Do not ask all these sample questions! Please just choose two or three.

A few sample questions for the product landing page task

How would you change your code if...
  • We want NO video when viewing with a small-screen mobile device (e.g. smartphone)
  • We want clickable links from your landing page to your tribute page and vice versa, maybe at the foot of the page
  • The company has a partner that wants their logo added to the header, too!
  • We want the navbar to always be shown at the bottom of the viewport, instead of the top?
  • [Ask this AFTER "playing ignorant", below]. What if I wanted to collect email address AND full name?
    • (Note copy paste isn't quite enough here - they'd have to disable validation of the name field as an email address)
  • We want to add a sound file to the page (or a playable video game, if they already know)
    • Here we're intentionally asking for something they've hopefully no clue how to do.
    • DON'T have them waste time taking this all the way, even if they can.
    • You just want to at least see that they can search and start to select from search results intelligently

Playing Ignorant

Make a "mistake" understanding the email address form field, and see if they can help you.
  • You: "This form field of the form rejects when i try to submit my name ("Neill"). What's going on?"
    • Hint (if necessary) so they don't treat you as infallible: You: "Am I doing something wrong? I might have the wrong idea here..." ... "I might be intentionally making a mistake here, what mistake am i making?"
  • What we're looking for:
    • Candidate understands our mistake - it should be enough for them to read the presented error message
    • Can articulate to us why we're seeing an error and what we might do to remedy it
    • Can explain how this validation has been enabled in their html code.
  • Follow up: You: "Ah! So how do you get it to validate an email field?"

Break and fix

Fork their site and break it (e.g. cause elements to become unstyled by changing element ids or classes). Point out the errors from the user perspective (not from a code view), and ask them to fix your code.
Make sure you're agreed on what the client expects: "We want this footer text to be neon pink, and ten feet tall, right?"
How do they go about debugging it?
Here are some likely hints (if they struggle for a while):
  • [First check you have the same expectation]: "We expect this text at the bottom of the page to be bright pink, right?"
  • "How would you do that in the first place? Forget that I broke it - do it from scratch as you would for any text." [avoid them obsessing on what got broken, or how. guide back to first principles.]
  • "How does it know that this rule in css is meant for this text?" [Looking for the aha of a wrong class or id]

Rubric

You may have asked more than one question, or you may have only had time for one. For each question you asked, consider the following areas. Now, overall, place the candidate on the scale provided.

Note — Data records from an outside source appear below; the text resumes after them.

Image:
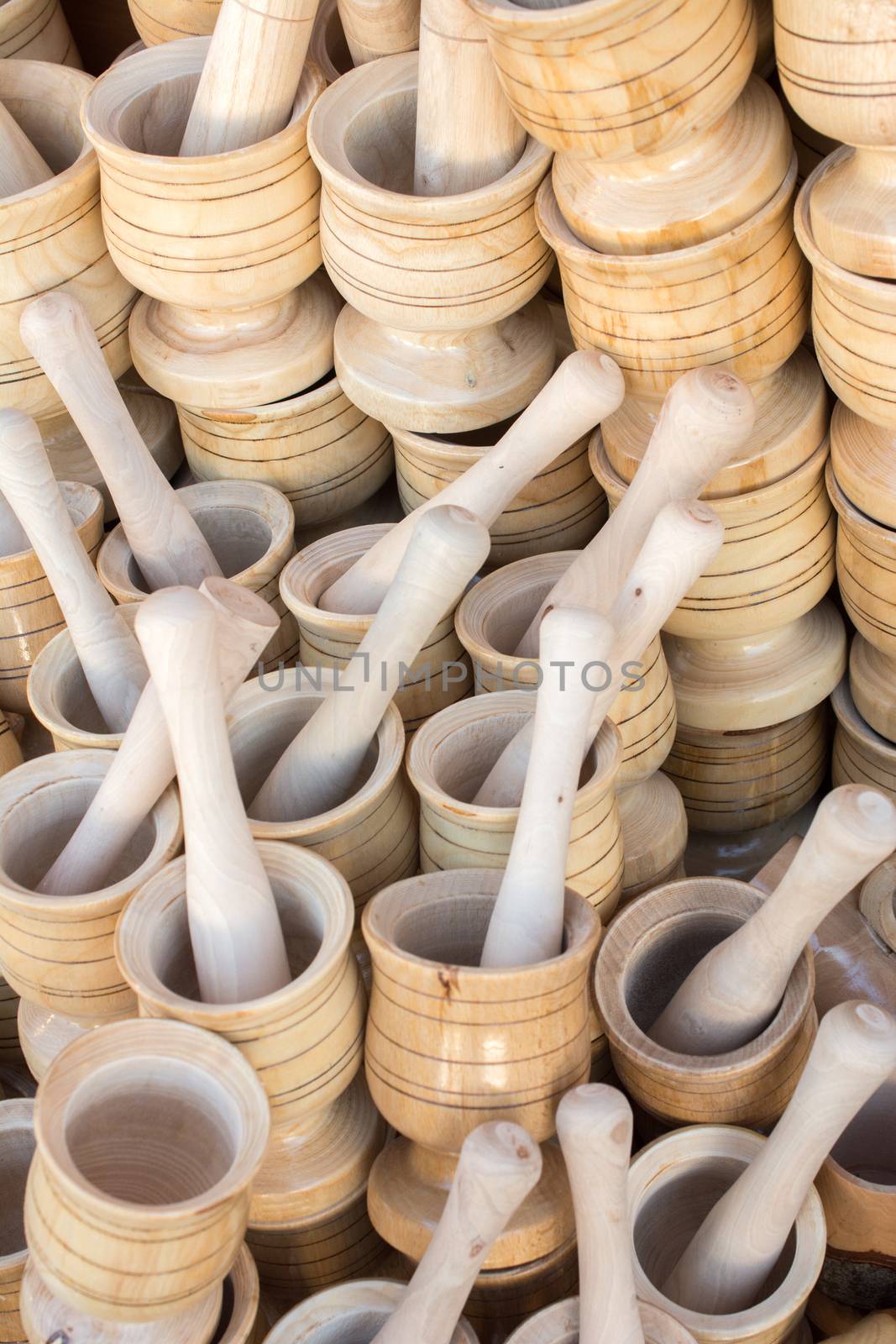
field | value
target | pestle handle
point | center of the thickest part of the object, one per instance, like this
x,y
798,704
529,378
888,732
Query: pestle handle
x,y
20,165
734,991
234,927
109,655
684,539
705,418
466,134
527,920
732,1253
317,769
584,389
594,1128
144,766
497,1168
379,27
167,543
250,78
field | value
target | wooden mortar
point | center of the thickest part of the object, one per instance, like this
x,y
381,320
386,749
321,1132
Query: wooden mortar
x,y
560,508
307,1046
654,833
747,779
207,333
51,234
437,678
58,951
165,1128
647,952
860,754
371,837
777,561
866,570
249,528
453,753
673,1183
490,622
582,78
156,421
352,1314
739,299
29,613
453,343
16,1151
318,449
425,937
853,322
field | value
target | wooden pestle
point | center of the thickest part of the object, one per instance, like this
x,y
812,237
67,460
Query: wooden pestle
x,y
167,543
683,541
466,134
584,390
734,992
234,927
109,655
497,1168
705,418
250,77
379,27
735,1249
20,165
594,1128
144,765
318,766
527,920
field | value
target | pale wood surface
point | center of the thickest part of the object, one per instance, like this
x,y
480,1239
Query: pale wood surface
x,y
235,932
144,766
732,994
580,393
726,1265
168,546
107,652
680,543
497,1168
527,921
249,81
318,768
167,1128
707,417
466,134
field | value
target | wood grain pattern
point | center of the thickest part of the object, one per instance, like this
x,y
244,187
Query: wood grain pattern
x,y
372,837
439,674
673,1183
453,753
143,1167
222,322
58,951
777,559
36,30
438,336
584,81
51,235
741,780
496,612
866,570
249,528
29,615
741,299
647,954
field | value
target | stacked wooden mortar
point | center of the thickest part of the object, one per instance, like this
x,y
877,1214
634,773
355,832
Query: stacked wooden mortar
x,y
841,85
672,259
237,328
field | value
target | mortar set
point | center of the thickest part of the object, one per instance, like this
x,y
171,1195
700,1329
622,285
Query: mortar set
x,y
387,790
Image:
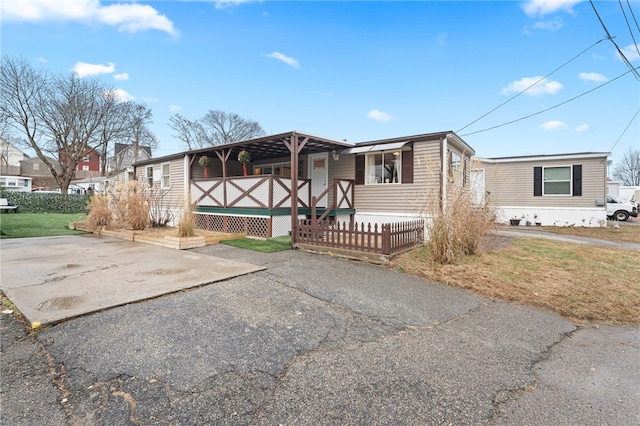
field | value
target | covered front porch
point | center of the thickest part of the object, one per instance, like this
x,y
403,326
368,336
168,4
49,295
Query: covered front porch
x,y
287,179
261,206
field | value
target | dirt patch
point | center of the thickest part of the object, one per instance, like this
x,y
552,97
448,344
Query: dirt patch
x,y
494,242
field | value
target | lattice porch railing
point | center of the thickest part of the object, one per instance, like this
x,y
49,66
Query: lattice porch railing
x,y
266,192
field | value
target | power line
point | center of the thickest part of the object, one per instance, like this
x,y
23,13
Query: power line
x,y
554,106
628,25
523,91
622,55
625,130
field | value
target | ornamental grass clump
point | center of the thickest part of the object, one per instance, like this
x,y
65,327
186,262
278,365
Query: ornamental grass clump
x,y
99,212
457,228
130,206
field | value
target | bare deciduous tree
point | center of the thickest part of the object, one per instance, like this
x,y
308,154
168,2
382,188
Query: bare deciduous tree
x,y
113,129
627,171
215,128
60,115
140,116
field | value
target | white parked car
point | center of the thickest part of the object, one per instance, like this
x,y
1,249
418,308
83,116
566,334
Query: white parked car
x,y
620,211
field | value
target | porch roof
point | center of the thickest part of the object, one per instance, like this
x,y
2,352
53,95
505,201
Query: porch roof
x,y
274,146
266,147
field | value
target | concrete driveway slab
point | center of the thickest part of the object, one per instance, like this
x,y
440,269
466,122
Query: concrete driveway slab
x,y
69,276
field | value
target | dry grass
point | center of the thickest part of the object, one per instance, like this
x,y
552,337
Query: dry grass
x,y
99,212
581,283
623,234
458,228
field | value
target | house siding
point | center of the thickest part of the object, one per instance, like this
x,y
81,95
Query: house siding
x,y
174,197
406,198
512,183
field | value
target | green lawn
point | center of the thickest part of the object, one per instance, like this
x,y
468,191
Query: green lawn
x,y
22,225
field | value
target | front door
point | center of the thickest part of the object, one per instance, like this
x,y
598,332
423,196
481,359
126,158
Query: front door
x,y
477,186
319,175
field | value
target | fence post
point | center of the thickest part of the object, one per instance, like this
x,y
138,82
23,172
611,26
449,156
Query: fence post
x,y
386,238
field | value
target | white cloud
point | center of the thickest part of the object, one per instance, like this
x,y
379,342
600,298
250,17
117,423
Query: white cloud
x,y
284,58
221,4
129,17
545,7
554,125
122,95
552,25
593,76
83,69
631,52
377,115
542,86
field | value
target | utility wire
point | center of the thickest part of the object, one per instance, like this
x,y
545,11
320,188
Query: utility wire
x,y
629,26
625,129
624,58
554,106
633,15
523,91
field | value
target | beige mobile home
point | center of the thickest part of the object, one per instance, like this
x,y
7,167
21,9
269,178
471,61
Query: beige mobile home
x,y
552,190
295,177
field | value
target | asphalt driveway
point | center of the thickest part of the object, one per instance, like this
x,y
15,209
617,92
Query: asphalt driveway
x,y
312,339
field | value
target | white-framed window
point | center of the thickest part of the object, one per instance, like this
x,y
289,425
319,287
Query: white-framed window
x,y
276,169
556,180
149,176
456,168
383,167
166,176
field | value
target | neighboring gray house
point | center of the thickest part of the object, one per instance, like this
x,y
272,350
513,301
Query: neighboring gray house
x,y
560,190
127,154
10,158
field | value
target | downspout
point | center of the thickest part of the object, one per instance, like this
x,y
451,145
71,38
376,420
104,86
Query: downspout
x,y
443,173
187,182
294,187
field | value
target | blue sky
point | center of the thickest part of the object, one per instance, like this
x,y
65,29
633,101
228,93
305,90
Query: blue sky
x,y
358,70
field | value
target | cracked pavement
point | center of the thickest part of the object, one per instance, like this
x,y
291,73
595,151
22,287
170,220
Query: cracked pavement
x,y
318,340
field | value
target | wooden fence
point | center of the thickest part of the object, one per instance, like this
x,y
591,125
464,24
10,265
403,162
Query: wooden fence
x,y
388,238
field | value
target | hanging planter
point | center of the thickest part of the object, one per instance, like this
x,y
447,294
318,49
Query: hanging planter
x,y
244,157
205,163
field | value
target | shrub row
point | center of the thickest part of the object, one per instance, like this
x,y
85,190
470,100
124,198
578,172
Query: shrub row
x,y
34,202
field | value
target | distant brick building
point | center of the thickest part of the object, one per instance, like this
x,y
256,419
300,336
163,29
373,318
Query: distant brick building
x,y
89,162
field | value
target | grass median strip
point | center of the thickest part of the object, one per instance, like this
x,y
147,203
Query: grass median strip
x,y
579,282
22,225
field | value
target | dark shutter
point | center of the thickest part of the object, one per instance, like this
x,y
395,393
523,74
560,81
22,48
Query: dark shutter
x,y
359,169
537,181
407,166
577,180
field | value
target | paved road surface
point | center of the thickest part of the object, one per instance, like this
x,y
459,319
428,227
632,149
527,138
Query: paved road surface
x,y
317,340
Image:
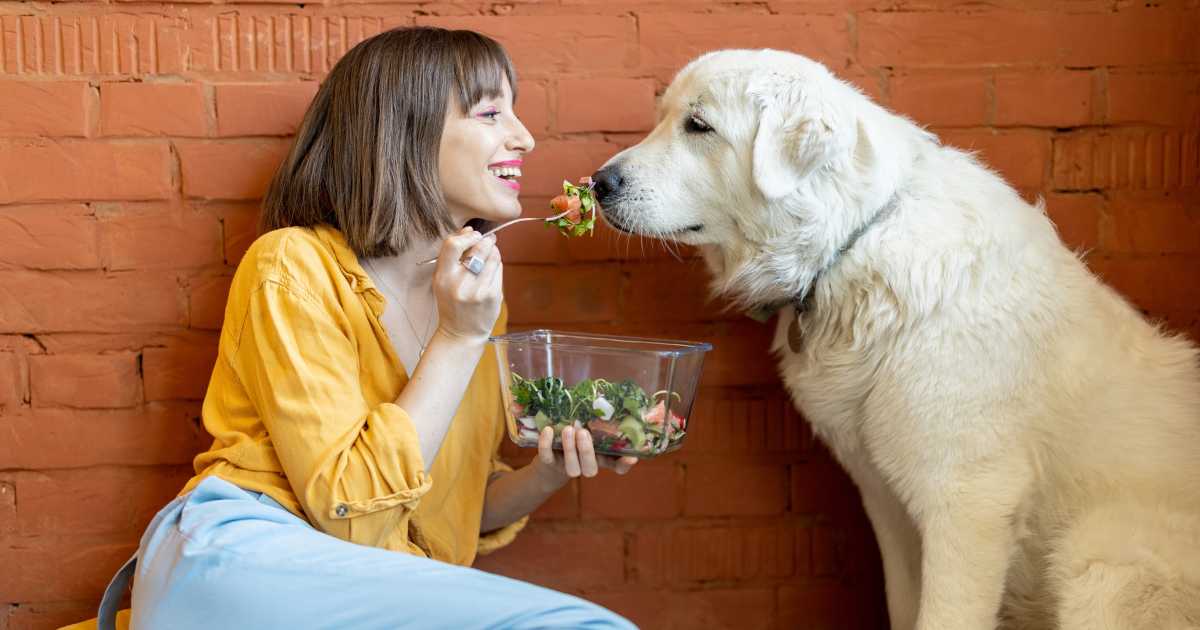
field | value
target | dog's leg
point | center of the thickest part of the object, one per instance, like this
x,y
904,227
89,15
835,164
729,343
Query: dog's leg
x,y
969,537
899,546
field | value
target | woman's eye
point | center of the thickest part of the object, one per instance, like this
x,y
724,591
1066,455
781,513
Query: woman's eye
x,y
696,125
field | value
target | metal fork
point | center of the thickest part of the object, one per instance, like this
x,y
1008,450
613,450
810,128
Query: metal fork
x,y
502,226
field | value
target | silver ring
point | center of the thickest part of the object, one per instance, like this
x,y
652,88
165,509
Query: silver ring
x,y
474,264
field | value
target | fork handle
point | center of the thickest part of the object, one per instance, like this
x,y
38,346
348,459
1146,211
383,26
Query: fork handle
x,y
489,233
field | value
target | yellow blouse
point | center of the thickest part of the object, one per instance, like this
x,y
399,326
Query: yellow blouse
x,y
301,407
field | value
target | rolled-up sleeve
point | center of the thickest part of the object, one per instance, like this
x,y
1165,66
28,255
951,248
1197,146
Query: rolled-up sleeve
x,y
357,469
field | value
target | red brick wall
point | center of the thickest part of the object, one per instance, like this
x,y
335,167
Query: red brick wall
x,y
135,139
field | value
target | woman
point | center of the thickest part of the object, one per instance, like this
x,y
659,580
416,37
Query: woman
x,y
346,425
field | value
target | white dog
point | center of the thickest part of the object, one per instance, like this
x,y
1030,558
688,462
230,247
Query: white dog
x,y
1027,447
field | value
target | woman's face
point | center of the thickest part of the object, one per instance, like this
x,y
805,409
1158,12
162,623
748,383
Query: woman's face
x,y
479,161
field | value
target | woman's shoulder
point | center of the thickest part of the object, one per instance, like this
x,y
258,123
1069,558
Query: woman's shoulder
x,y
295,258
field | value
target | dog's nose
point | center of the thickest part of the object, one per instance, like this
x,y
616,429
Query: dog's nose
x,y
606,183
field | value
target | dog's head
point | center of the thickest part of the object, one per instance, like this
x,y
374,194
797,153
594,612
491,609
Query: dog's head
x,y
743,138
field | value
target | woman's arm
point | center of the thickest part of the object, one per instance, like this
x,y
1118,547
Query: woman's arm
x,y
469,306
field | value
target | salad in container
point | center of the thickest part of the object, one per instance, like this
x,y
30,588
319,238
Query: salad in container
x,y
634,395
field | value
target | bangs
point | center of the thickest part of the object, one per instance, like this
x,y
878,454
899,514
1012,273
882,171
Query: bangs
x,y
480,70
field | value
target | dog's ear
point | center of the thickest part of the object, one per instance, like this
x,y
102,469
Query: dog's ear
x,y
799,131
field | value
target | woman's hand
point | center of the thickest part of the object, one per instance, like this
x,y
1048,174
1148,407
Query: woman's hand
x,y
468,304
579,459
510,496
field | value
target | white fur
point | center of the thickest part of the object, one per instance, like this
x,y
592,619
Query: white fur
x,y
1027,447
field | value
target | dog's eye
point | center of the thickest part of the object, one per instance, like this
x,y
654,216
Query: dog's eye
x,y
696,125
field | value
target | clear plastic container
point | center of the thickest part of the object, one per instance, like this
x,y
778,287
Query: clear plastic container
x,y
633,394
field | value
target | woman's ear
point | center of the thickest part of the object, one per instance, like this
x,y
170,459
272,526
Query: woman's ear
x,y
801,129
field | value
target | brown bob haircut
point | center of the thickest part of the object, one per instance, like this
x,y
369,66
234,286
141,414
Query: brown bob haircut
x,y
366,156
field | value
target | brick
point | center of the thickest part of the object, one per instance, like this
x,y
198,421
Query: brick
x,y
88,43
820,486
1155,99
761,423
159,235
563,504
647,491
262,108
85,381
207,303
239,226
739,357
605,105
1077,217
229,169
72,438
153,109
983,39
1186,323
827,605
559,294
591,558
61,568
745,609
727,487
533,107
828,6
553,161
672,292
1135,160
48,237
671,40
13,379
7,510
1155,223
1159,285
40,171
1044,99
268,42
695,553
34,616
43,108
95,501
552,45
1023,157
180,371
957,100
93,301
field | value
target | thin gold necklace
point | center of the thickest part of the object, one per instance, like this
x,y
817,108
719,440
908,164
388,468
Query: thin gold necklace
x,y
421,340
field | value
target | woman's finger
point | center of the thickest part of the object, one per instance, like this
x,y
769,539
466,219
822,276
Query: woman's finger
x,y
455,246
623,465
587,453
546,445
487,277
570,457
483,249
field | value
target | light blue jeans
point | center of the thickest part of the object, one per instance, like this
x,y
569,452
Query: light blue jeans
x,y
223,557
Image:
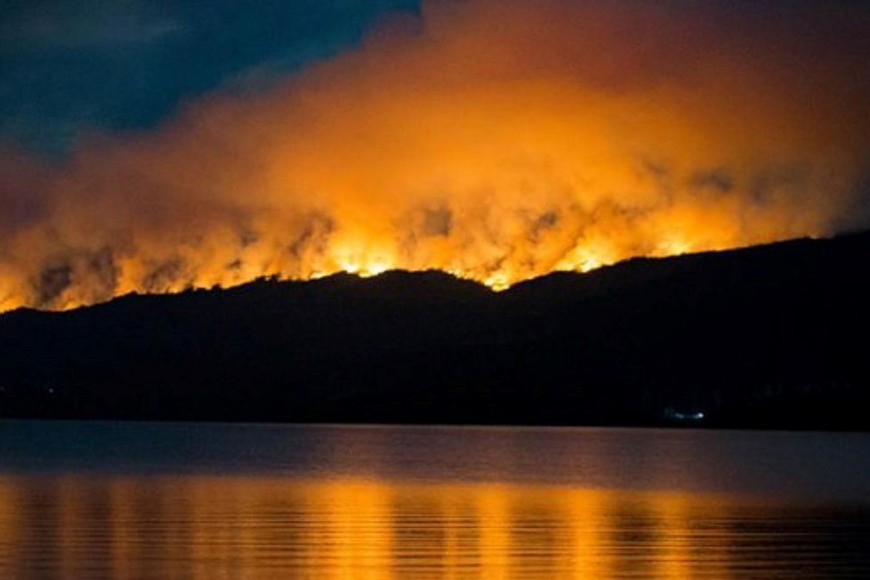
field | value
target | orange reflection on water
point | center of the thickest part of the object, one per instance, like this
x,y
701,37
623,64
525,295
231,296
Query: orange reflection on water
x,y
229,527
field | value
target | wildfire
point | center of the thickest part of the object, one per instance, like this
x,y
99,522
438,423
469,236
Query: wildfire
x,y
495,140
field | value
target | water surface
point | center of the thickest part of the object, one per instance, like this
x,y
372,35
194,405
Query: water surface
x,y
148,500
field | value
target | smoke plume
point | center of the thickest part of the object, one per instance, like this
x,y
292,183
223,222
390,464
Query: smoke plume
x,y
495,139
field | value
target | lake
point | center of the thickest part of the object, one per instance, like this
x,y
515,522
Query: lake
x,y
168,500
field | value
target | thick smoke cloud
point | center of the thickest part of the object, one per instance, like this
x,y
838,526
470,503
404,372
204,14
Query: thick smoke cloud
x,y
496,139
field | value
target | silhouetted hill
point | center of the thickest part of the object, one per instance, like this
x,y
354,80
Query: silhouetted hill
x,y
770,336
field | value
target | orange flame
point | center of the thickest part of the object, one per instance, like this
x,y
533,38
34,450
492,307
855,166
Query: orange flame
x,y
494,139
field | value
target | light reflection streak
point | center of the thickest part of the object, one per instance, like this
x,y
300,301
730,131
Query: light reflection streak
x,y
214,527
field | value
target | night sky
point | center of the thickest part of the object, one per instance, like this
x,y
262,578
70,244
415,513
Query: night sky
x,y
73,66
153,146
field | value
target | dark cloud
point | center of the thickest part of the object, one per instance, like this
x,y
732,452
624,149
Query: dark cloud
x,y
71,67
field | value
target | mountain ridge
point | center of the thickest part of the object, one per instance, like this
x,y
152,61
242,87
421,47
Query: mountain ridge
x,y
764,337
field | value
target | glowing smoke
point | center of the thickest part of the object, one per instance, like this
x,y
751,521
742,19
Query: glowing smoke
x,y
495,139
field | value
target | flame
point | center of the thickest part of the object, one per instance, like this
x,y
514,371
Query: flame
x,y
496,140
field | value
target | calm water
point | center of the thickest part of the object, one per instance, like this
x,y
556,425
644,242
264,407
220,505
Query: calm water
x,y
145,500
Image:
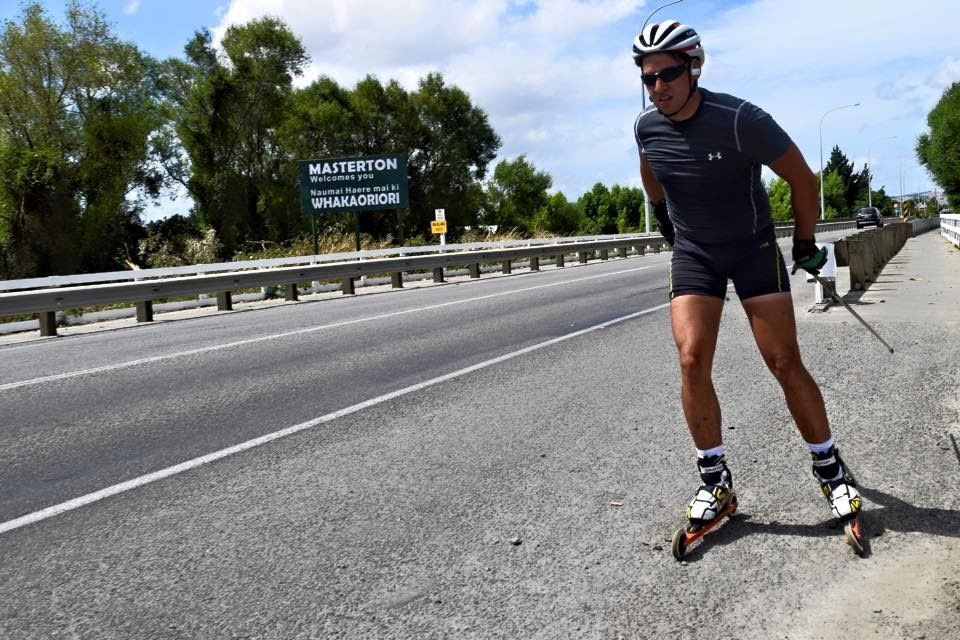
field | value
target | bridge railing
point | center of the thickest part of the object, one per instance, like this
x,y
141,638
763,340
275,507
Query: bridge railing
x,y
46,296
950,227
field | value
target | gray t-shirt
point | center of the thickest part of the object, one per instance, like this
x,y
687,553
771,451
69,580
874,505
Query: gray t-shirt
x,y
709,166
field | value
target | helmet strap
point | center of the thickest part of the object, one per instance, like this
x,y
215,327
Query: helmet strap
x,y
693,88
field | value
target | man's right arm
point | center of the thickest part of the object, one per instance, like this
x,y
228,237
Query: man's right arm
x,y
658,198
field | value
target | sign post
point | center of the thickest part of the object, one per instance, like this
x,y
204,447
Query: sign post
x,y
439,225
364,183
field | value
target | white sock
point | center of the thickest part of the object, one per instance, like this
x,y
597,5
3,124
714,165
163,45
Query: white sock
x,y
716,451
821,448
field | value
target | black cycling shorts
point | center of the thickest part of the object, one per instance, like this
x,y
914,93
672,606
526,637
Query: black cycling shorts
x,y
755,265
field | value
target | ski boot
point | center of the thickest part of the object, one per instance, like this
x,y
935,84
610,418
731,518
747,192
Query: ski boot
x,y
840,489
714,501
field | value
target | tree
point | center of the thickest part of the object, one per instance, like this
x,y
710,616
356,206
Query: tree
x,y
834,200
781,205
559,216
78,107
598,210
939,150
516,194
854,184
910,207
229,111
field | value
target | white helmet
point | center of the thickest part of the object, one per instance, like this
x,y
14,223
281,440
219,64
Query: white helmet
x,y
669,36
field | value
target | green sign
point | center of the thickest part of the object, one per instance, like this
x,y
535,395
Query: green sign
x,y
366,183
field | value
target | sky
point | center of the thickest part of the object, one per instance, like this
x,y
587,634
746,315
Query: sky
x,y
558,83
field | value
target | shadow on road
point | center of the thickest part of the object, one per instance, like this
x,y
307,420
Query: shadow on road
x,y
886,513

Understanding the question (forget about the answer for now)

  • Clearly understood the question
  • Maybe understood the question
  • Probably didn't understand the questions
  • I had no chance to assess this

Approach

  • Showed an excellent approach to the question
  • Showed partial signs of a good approach to the questions
  • Showed a poor approach (e.g. helplessness)
  • I had no chance to assess this

Knowledge

  • Knew the answer
  • Was clearly familiar with the domain and got to the answer after light hint(s)
  • Didn't know the answer
  • I had no chance to assess this

Taking feedback

  • Took feedback well (acknowledged and/or incorporated or rejected with reasoning)
  • Took feedback with prompting
  • Took feedback poorly (denial / no acknowledgement)
  • I had no chance to assess this

Other notes

  • Any other notes on the technical interview or candidate's performance? Please contribute your insights, and any important context to your grade, in the text box.